Murder at 1600

"Movie Magazine International" Review

(Air Date: 4/16/97)

By Alex Lau

When I heard that Wesley Snipes was going to be in the new action thriller, "Murder at 1600," I had some mixed feelings. Sure, Snipes has had a good role or two, but my overall impression of his career tends to be colored by movies like "Demolition Man" and "The Drop Zone" rather than "The Waterdance" or "Jungle Fever."

And when I heard that the director was going to be Dwight Little, who last did "Free Willy 2," that sealed it. This was going to be a eye-roller, a watch-checker, a movie that I probably wouldn't even watch if it were on free TV. Yes, even us movie reviewers have negative expectations from time to time.

Then I saw the movie, and I was actually pleasantly surprised. The opening sequence is just weird and pretty much out of place. But once things started rolling, there is actually a fair amount of tension and suspense.
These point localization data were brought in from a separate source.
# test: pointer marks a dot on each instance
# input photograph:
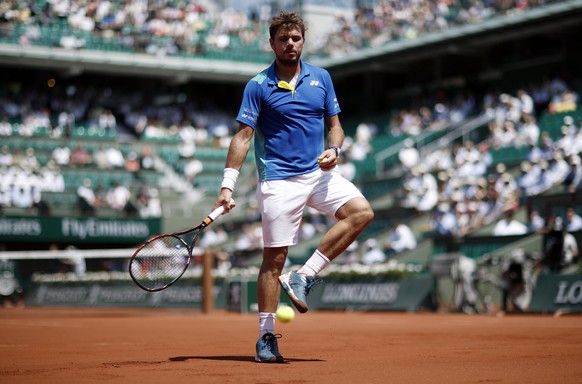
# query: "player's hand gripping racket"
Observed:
(163, 259)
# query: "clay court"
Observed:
(40, 345)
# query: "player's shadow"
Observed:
(238, 358)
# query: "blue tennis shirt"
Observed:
(289, 125)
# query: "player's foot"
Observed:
(268, 350)
(297, 286)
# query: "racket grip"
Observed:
(217, 212)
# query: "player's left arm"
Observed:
(335, 138)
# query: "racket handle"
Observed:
(217, 212)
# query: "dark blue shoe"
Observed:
(297, 287)
(268, 350)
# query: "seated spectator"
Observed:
(192, 169)
(509, 226)
(132, 163)
(372, 253)
(80, 157)
(115, 156)
(52, 178)
(22, 197)
(100, 158)
(401, 239)
(536, 222)
(573, 221)
(5, 156)
(561, 250)
(62, 155)
(149, 204)
(119, 198)
(5, 127)
(573, 181)
(86, 197)
(147, 160)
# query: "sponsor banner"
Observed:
(407, 294)
(184, 295)
(76, 229)
(554, 292)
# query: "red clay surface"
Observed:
(40, 345)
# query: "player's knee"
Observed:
(363, 216)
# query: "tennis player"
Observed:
(290, 108)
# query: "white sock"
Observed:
(316, 263)
(266, 323)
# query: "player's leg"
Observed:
(353, 217)
(281, 204)
(336, 197)
(268, 292)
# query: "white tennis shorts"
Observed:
(282, 202)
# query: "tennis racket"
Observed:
(163, 259)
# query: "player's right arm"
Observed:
(237, 154)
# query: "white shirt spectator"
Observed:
(62, 155)
(115, 157)
(401, 239)
(573, 221)
(118, 197)
(372, 253)
(509, 226)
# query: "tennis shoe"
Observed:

Director Little and screenwriters Wayne Beach and David Hodgin went pretty much by the book in creating the mood and the settings for a political murder mystery. Little has experience with action sequences, having directed "Rapid Fire" and "Marked for Death," and there are more than enough scattered through this movie to keep a cynical guy like me from checking his watch. And there were plenty of red herrings and plot twists to keep me on my toes.

Snipes, as a DC homicide detective, is his usual wisecracking self. Costar Diane Lane, as a Secret Service agent, doesn't have to do much else besides sharpshooting and looking intense, and she's able to handle that without any problems. There's a steady supporting cast that includes Alan Alda, Dennis Miller, and Daniel Benzali, the bald guy from "Murder One".

Oh, it won't win any awards, and the plot doesn't stand up to a whole lot of scrutiny. Isn't it convenient that the bad guys all die before they can explain any of their mysterious and often illogical actions? I knew government guys were dumb, but not that dumb.

But "Murder at 1600" is a workmanlike suspense thriller with enough entertainment value to at least keep me interested for an hour 42 minutes. And that's much better than what I expected.